On a normal Saturday in April, the Colorado River near Laughlin would be full of jet skiers and flanked by sunbathers. The 97-mile drive from Las Vegas would take at least two hours as urban residents turned off U.S. Highway 95 to the trailheads, Lake Mead and Laughlin.
The road was almost empty Saturday morning, and Laughlin was practically closed with casinos standing quiet, personal watercraft rentals closed and no one on the river despite the predicted high of 84 degrees.
The shutdowns are affecting Laughlin’s economy, including its only grocery store. Nevadans living at the border were left crossing state lines to get groceries Saturday morning when Aldape’s Market closed Friday after 33 years.

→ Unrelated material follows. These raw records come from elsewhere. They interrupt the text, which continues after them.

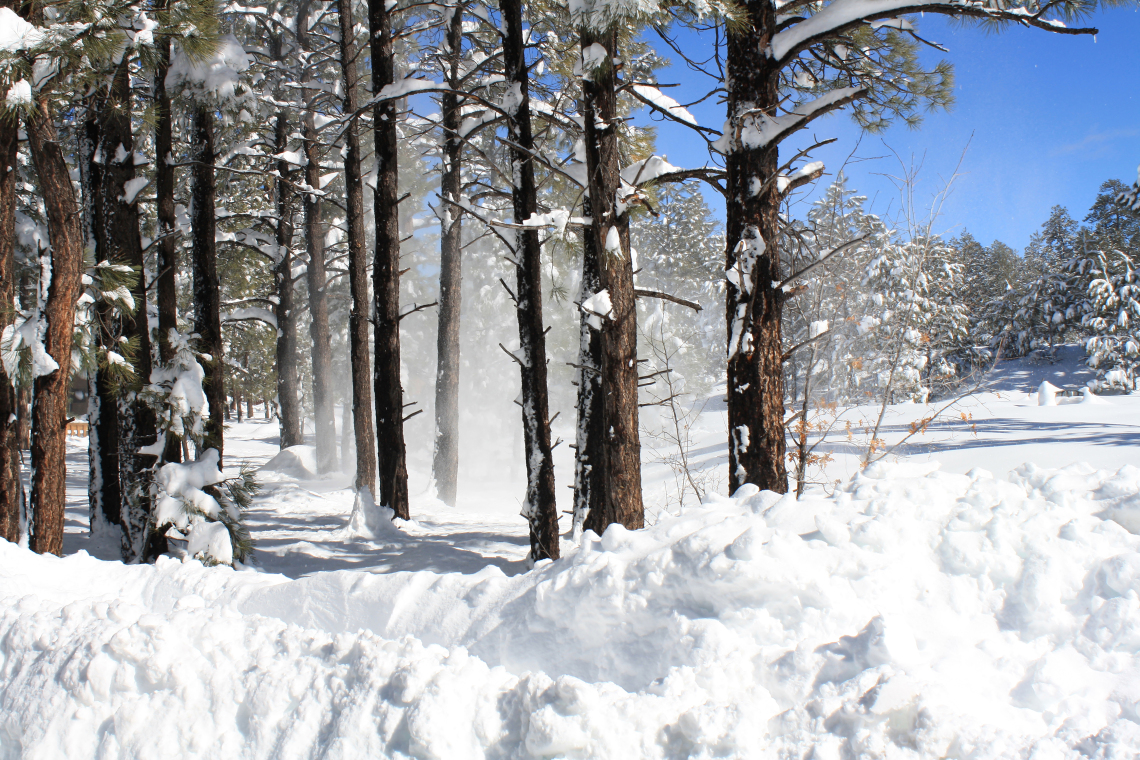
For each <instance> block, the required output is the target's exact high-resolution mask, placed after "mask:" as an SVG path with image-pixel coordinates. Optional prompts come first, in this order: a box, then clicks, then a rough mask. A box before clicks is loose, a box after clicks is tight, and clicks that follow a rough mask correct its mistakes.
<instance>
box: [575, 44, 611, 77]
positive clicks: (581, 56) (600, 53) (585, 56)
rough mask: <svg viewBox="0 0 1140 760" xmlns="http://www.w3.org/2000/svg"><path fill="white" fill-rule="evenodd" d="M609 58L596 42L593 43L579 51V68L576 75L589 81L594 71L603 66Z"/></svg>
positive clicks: (601, 48) (600, 44)
mask: <svg viewBox="0 0 1140 760" xmlns="http://www.w3.org/2000/svg"><path fill="white" fill-rule="evenodd" d="M608 58H609V54H608V52H606V51H605V48H603V47H602V46H601V44H598V43H597V42H593V43H591V44H588V46H587V47H585V48H583V50H581V60H580V63H579V68H578V71H577V72H575V73H577V74H580V75H581V76H583V77H584V79H587V80H588V79H589V77H591V76H592V75H593V73H594V70H595V68H597V67H598V66H601V65H602V64H604V63H605V62H606V60H608Z"/></svg>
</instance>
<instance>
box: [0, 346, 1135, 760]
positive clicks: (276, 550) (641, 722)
mask: <svg viewBox="0 0 1140 760" xmlns="http://www.w3.org/2000/svg"><path fill="white" fill-rule="evenodd" d="M1070 370H1072V367H1069V368H1068V369H1066V365H1064V362H1061V363H1059V365H1051V366H1043V367H1035V366H1032V365H1025V363H1024V362H1010V363H1009V365H1008V366H1007V367H1005V368H1004V371H1003V376H1002V378H1001V382H1000V383H995V384H994V386H993V390H991V391H988V392H987V393H984V394H979V395H978V397H976V398H971V399H968V400H964V401H963V402H962V404H963V406H962V409H963V410H964V411H966V416H967V419H968V420H969V423H968V424H967V423H964V422H962V419H961V417H960V415H959V412H958V411H956V410H955V411H954V412H953V414H952V415H947V419H952V420H956V424H950V423H946V424H945V425H942V426H939V425H931V426H930V428H929V431H928V432H927V433H925V434H923V435H921V436H919V438H918V439H917V440H914V441H913V442H912V443H911V444H910V446H909V447H906V450H905V453H904V456H893V457H890V458H889V460H884V461H881V463H879V464H876V465H873V466H871V467H870V468H868V469H865V471H864V472H861V473H857V474H854V476H849V475H848V474H847V473H846V472H844V471H845V468H846V467H848V466H852V467H854V466H853V465H852V461H850V460H853V458H854V456H855V455H854V453H845V452H844V446H853V444H850V443H848V442H846V441H845V440H844V436H839V438H840V440H839V441H837V446H836V448H834V452H836V459H834V461H833V463H832V464H831V465H830V468H831V472H830V473H829V476H830V475H834V477H837V479H840V480H841V481H842V482H841V483H840V485H839V487H838V488H836V489H834V490H833V492H832V493H831V495H830V496H829V495H828V493H825V492H824V491H823V490H820V489H816V490H811V491H809V492H808V493H807V495H806V496H805V497H804V498H803V499H800V500H799V501H797V500H796V499H795V498H793V497H790V496H785V497H781V496H779V495H774V493H771V492H757V491H756V490H755V488H751V489H744V490H742V491H741V492H739V493H738V495H736V496H735V497H734V498H726V497H723V496H716V495H711V496H709V497H707V498H706V500H705V502H703V504H701V505H697V504H694V502H692V499H690V502H687V504H686V505H685V506H684V507H683V508H681V507H679V506H678V505H677V504H676V502H674V501H670V500H669V499H668V493H669V491H668V489H667V488H666V487H667V484H668V483H669V482H670V479H671V477H673V475H671V473H670V472H669V471H668V468H667V467H666V466H665V465H662V464H653V463H648V464H646V492H648V493H650V495H651V496H650V497H648V502H649V504H650V505H651V508H652V510H653V516H652V517H651V522H652V525H651V526H650V528H648V529H645V530H644V531H627V530H625V529H622V528H621V526H620V525H612V526H610V529H609V530H608V531H606V532H605V534H604V536H602V537H596V536H594V534H593V533H587V534H586V537H585V539H584V540H583V542H581V545H580V546H572V545H570V544H569V542H564V545H563V557H562V558H561V559H559V561H556V562H549V561H545V562H540V563H539V564H538V566H536V567H534V569H532V570H529V571H528V566H527V564H526V553H527V534H526V523H524V521H523V520H522V518H521V517H519V516H518V496H516V495H518V493H519V492H520V490H519V489H520V487H521V483H520V482H519V481H520V479H519V477H518V474H515V475H514V476H513V477H512V474H511V472H510V469H508V468H507V467H505V466H504V467H503V468H502V469H499V471H496V469H495V468H494V467H491V466H488V472H489V475H488V477H487V479H486V481H483V482H480V481H474V482H471V483H470V484H469V485H467V488H466V489H465V490H464V492H463V493H461V500H459V504H458V505H457V506H456V507H454V508H453V507H447V506H443V505H442V504H441V502H439V501H435V500H434V499H433V498H431V497H429V496H427V495H425V493H423V488H422V487H423V485H424V482H423V479H424V475H423V473H420V474H418V480H420V487H421V488H420V493H421V496H418V497H416V498H414V500H413V506H414V521H413V522H410V523H402V524H400V525H399V529H398V530H397V529H393V530H391V531H389V532H385V533H383V534H378V536H374V537H373V538H367V539H366V538H360V537H359V536H358V534H353V532H352V531H351V530H350V528H349V514H350V512H351V508H352V498H351V493H350V491H349V490H348V489H347V476H344V477H341V479H337V477H326V479H317V477H315V476H314V475H312V474H311V472H310V471H309V468H308V467H307V459H309V458H311V453H310V450H307V449H304V448H300V449H295V450H290V451H288V452H286V453H285V455H277V456H276V457H275V456H274V455H275V451H276V449H275V447H274V446H272V444H271V443H272V442H271V439H270V435H271V432H272V431H274V430H275V425H272V424H270V423H260V422H253V423H251V422H246V423H242V424H239V425H234V426H233V432H231V433H230V441H233V444H231V446H233V449H235V450H236V451H237V456H238V457H244V459H246V460H247V461H250V463H255V464H260V465H262V468H261V471H260V472H259V479H260V480H261V482H262V492H261V495H260V496H259V497H258V498H257V500H255V502H254V505H253V507H252V508H251V512H250V515H249V517H250V520H249V522H250V524H251V528H252V530H253V537H254V540H255V542H257V549H255V553H254V559H253V563H254V564H253V566H249V567H245V569H243V570H237V571H235V570H233V569H230V567H205V566H203V565H202V564H201V563H198V562H196V561H193V559H187V561H182V562H180V561H178V559H174V558H161V559H160V561H158V562H157V564H155V565H135V566H124V565H122V564H121V563H119V562H114V561H107V559H98V558H96V556H92V555H99V554H104V553H105V554H106V556H108V558H113V557H114V556H115V555H114V547H111V546H104V545H103V544H100V540H99V538H98V537H95V538H90V537H89V536H88V534H87V532H86V531H87V526H86V524H83V522H84V520H86V504H84V502H83V500H82V496H83V493H82V491H81V490H80V489H79V488H75V489H73V491H72V497H73V498H72V505H73V510H72V513H71V518H70V521H68V529H70V532H68V534H67V556H65V557H63V558H57V557H51V556H40V555H33V554H31V553H30V551H27V550H26V549H23V548H18V547H15V546H11V545H7V544H5V545H2V546H0V574H2V585H0V594H2V596H3V599H2V602H0V608H2V612H0V653H2V660H0V716H2V720H0V746H2V747H3V757H13V758H15V757H22V758H59V757H67V758H150V757H154V758H157V757H162V758H180V757H187V758H188V757H206V755H211V757H228V758H310V757H324V758H424V759H426V758H439V759H441V760H442V759H447V760H450V759H456V758H612V759H616V760H617V759H627V758H662V759H665V758H712V757H723V758H855V757H860V758H978V759H982V758H993V759H998V758H1125V757H1133V753H1134V751H1135V747H1138V746H1140V657H1138V654H1140V537H1138V536H1137V533H1138V532H1140V468H1138V467H1135V466H1133V465H1132V464H1130V459H1131V458H1132V453H1133V452H1134V450H1135V449H1134V448H1133V444H1134V441H1135V439H1137V436H1138V435H1140V399H1135V398H1133V397H1110V398H1104V399H1096V400H1094V401H1096V402H1091V403H1090V402H1086V401H1084V400H1082V399H1075V398H1074V399H1068V398H1061V399H1059V400H1060V401H1062V403H1059V404H1058V406H1040V404H1039V403H1037V399H1036V397H1035V395H1033V394H1029V393H1026V389H1027V387H1032V385H1033V384H1035V383H1036V384H1040V382H1041V381H1042V379H1045V378H1047V377H1048V378H1051V379H1052V381H1053V384H1056V385H1058V386H1061V387H1062V386H1064V385H1065V382H1064V381H1065V377H1064V376H1058V373H1061V375H1065V373H1066V371H1070ZM1019 373H1024V376H1023V375H1021V374H1019ZM1034 373H1036V374H1034ZM1069 401H1072V403H1068V402H1069ZM926 409H927V407H925V406H922V404H902V406H897V407H893V408H890V409H889V412H890V418H889V419H890V424H891V425H894V426H896V427H897V428H898V430H899V431H902V430H905V428H906V425H907V423H909V420H912V419H914V418H920V417H921V416H922V415H923V414H926ZM722 418H723V412H722V411H717V410H716V409H715V408H712V404H707V408H706V411H705V412H703V414H702V415H701V417H700V420H699V424H698V425H697V430H699V431H707V433H705V435H707V438H708V440H707V441H705V440H697V441H695V442H694V451H706V455H703V456H705V457H706V459H707V461H708V463H709V466H719V467H723V458H720V457H723V455H724V451H723V444H720V447H719V448H718V447H717V444H716V441H717V440H718V428H719V431H723V419H722ZM975 425H976V430H971V428H970V426H975ZM73 456H74V457H76V458H78V457H81V456H82V450H81V448H79V447H75V448H74V449H73ZM488 457H490V459H494V456H492V455H488ZM718 458H720V459H719V460H718ZM504 459H505V456H504ZM270 460H271V461H270ZM1026 460H1031V461H1036V463H1039V464H1023V463H1024V461H1026ZM267 463H269V464H268V466H266V465H267ZM234 464H235V465H236V464H237V463H236V461H235V463H234ZM496 472H497V473H498V475H499V477H498V480H496V476H495V473H496ZM413 474H414V476H415V475H416V473H415V472H414V473H413ZM414 480H415V477H414Z"/></svg>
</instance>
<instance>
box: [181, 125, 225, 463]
mask: <svg viewBox="0 0 1140 760" xmlns="http://www.w3.org/2000/svg"><path fill="white" fill-rule="evenodd" d="M213 121H214V112H213V108H212V107H211V106H205V105H201V104H196V105H195V106H194V123H193V128H192V130H193V140H194V142H193V145H194V157H195V161H194V169H193V177H194V183H193V206H194V207H193V210H192V213H190V224H192V227H193V238H194V240H193V258H194V332H195V333H197V334H198V350H200V351H201V352H202V353H204V354H207V356H209V357H210V358H209V359H206V360H205V371H206V377H205V382H204V383H203V389H204V390H205V393H206V399H207V400H209V402H210V418H209V419H207V420H206V425H205V436H204V438H203V442H202V448H203V449H217V451H218V456H219V461H221V457H222V453H223V449H222V425H223V422H225V419H223V417H225V412H226V367H225V363H223V362H222V341H221V284H220V283H219V281H218V248H217V244H215V235H217V218H215V214H214V161H215V160H217V157H215V154H214V144H213ZM219 466H221V465H219Z"/></svg>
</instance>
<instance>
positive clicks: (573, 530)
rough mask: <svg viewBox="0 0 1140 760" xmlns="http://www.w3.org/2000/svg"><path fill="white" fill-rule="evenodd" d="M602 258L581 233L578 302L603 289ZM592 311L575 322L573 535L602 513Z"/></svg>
mask: <svg viewBox="0 0 1140 760" xmlns="http://www.w3.org/2000/svg"><path fill="white" fill-rule="evenodd" d="M583 215H584V216H586V218H589V216H591V204H589V196H588V195H587V196H586V197H585V199H584V202H583ZM600 267H601V261H600V256H598V251H597V244H596V240H595V238H594V236H593V235H592V234H591V232H589V230H586V231H585V234H584V235H583V251H581V293H580V295H579V299H580V300H579V303H583V302H585V301H586V300H587V299H589V297H591V296H593V295H594V294H596V293H597V292H598V291H601V289H602V276H601V272H600ZM589 319H591V314H588V313H586V312H585V311H583V312H581V314H580V318H579V321H578V367H577V368H576V377H577V383H578V399H577V410H578V420H577V428H576V434H575V473H573V514H572V518H571V520H572V529H571V533H572V536H575V537H577V536H578V534H579V533H580V532H581V531H583V530H585V523H586V518H587V517H588V516H589V515H591V514H595V515H596V516H597V518H598V523H597V524H596V525H593V526H592V529H593V528H597V526H600V525H601V522H600V520H601V516H602V515H603V514H604V512H605V507H604V505H605V451H604V449H603V446H602V444H603V441H604V435H603V433H604V431H605V427H603V423H604V419H603V412H602V334H601V332H600V330H596V329H594V328H593V327H591V326H589Z"/></svg>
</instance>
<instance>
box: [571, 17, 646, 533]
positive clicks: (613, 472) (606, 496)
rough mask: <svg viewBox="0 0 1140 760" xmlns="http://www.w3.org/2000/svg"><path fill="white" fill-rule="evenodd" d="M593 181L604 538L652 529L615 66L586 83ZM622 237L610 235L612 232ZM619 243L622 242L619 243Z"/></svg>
mask: <svg viewBox="0 0 1140 760" xmlns="http://www.w3.org/2000/svg"><path fill="white" fill-rule="evenodd" d="M594 43H598V44H601V46H602V47H603V48H605V50H606V62H609V60H611V59H614V58H617V34H616V33H614V32H609V33H605V34H601V35H594V34H593V33H591V32H588V31H584V32H583V33H581V48H583V50H585V49H586V48H588V47H589V46H591V44H594ZM583 95H584V97H583V101H584V104H585V106H586V107H585V109H584V112H583V119H584V122H585V132H586V139H585V142H586V174H587V178H588V188H589V201H591V209H592V216H593V220H594V221H593V224H591V227H589V230H588V232H587V234H588V235H592V236H593V237H594V245H596V246H597V251H598V259H600V264H601V265H600V268H598V272H600V275H601V285H602V287H603V288H604V289H605V291H608V292H609V295H610V303H611V304H612V309H611V312H610V316H609V317H608V318H606V319H605V320H603V326H602V391H603V392H602V412H603V414H602V417H603V420H604V422H603V450H604V460H605V474H604V481H603V482H604V487H605V499H604V504H603V509H602V512H603V514H601V515H598V514H597V513H596V510H592V512H591V514H589V515H587V517H586V528H587V529H591V530H593V531H595V532H596V533H598V534H601V533H602V532H603V531H604V530H605V528H606V526H608V525H610V524H612V523H621V524H622V525H625V526H626V528H628V529H630V530H635V529H640V528H642V526H643V525H644V521H645V514H644V513H645V509H644V506H643V504H642V489H641V439H640V434H638V430H637V303H636V299H635V296H634V273H633V260H632V258H630V254H629V215H628V213H627V212H625V211H621V210H620V209H618V206H617V194H618V191H619V189H620V187H621V179H620V171H621V160H620V156H619V154H618V132H617V126H618V124H619V122H620V119H619V115H618V109H617V72H616V70H614V66H613V65H612V64H610V63H606V64H604V65H603V66H601V67H598V68H597V70H595V71H594V72H592V73H591V75H589V76H583ZM611 229H612V230H616V235H610V230H611ZM614 237H616V238H617V239H616V240H614V239H613V238H614Z"/></svg>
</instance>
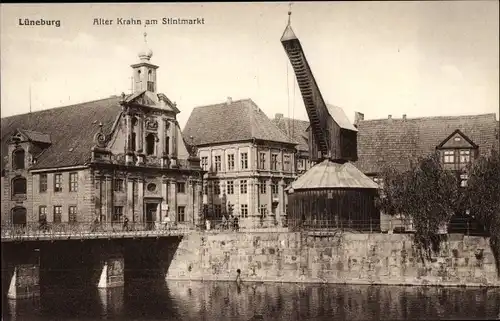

Landlord Coker Ellsworth of Ellsworth Coker Realty said the store had no plans to reopen, but he was hoping for a new tenant.
Some residents had stocked up, helping the store sell out the rest of its inventory and forcing its shutdown. Clark County Commissioner Michael Naft told the Las Vegas Review-Journal the coronavirus interfered with the the grocery store’s ability to get inventory that was initially delivered from Las Vegas.
But residents without vehicles faced a problem that Michael and Crystal Jackson of Silver Rider, the local branch of the Southern Nevada Transit Coalition, felt they were expected to fix because the walk to the nearest grocery store is now over half an hour.
“Out here public transit is more of a social service,” Michael, 58, said.
Silver Rider now offers a Saturday-only bus route three times a day to take Laughlin residents to nearby Bullhead City, Arizona, where they can shop at Safeway or Walmart. The short bus ride to that much-larger city costs $2 round trip.
Michael said he saw how hard the Las Vegas Valley has been hit by coronavirus and didn’t want to bring those fears to local public transit. The Jacksons are using hospital-grade disinfectant to wipe seats, buses and the bus terminal itself. Every hour bus drivers are expected to disinfect, and Crystal, 51, is beginning to make masks for her drivers.
The couple also blocked off most seats on the bus to observe social distancing regulations.
A bus for 14 now holds four passengers, Michael said.
“People have got to social distance. We have to make social distancing happen,” he said.
The two said they’re glad Laughlin hasn’t seen an outbreak of the virus yet but recognize how much it’s hurting the economy. Crystal said she’s glad to see the windows in Laughlin hotels lit into the shape of a heart at night.
There were only six passengers reserved for Saturday’s three buses, which Michael attributed to Aldape’s only closing the day before, as well as that news of the new route might not have spread yet.
“As needs grow, if we have to add more buses, we will,” he said.
Crystal said the bus line is still maintaining a regular schedule, even if buses are less full, because even if one person takes it, that person might be an essential worker.
Riders shared fears that Laughlin’s vitality would go away with Adalpe’s. Bus driver and Laughlin resident Beverly Osko said that with one doctor’s office, one bank and no grocery store, she doesn’t see how the city of about 7,000 people could appeal to prospective residents.
For Debbie Holmgren, 57, and Todd Henke, 53, the bus route meant they saved $6 off the normal Saturday trip to Bullhead City and didn’t have to shop in bulk at nearby Sam’s Club.
The couple bought medical packs for Holmgren’s back and vacuum bags for their home after their cat had four kittens last week, she said.
The two didn’t think masks and gloves were necessary, and like many shoppers at the Bullhead City Walmart on Saturday morning, they chose to go without any protection.
Henke called the coronavirus response a “big panic over nothing.”
When the bus brought the couple back to Laughlin, they took their freezer bag filled with more than $100 in supplies and walked it up the hill to their home.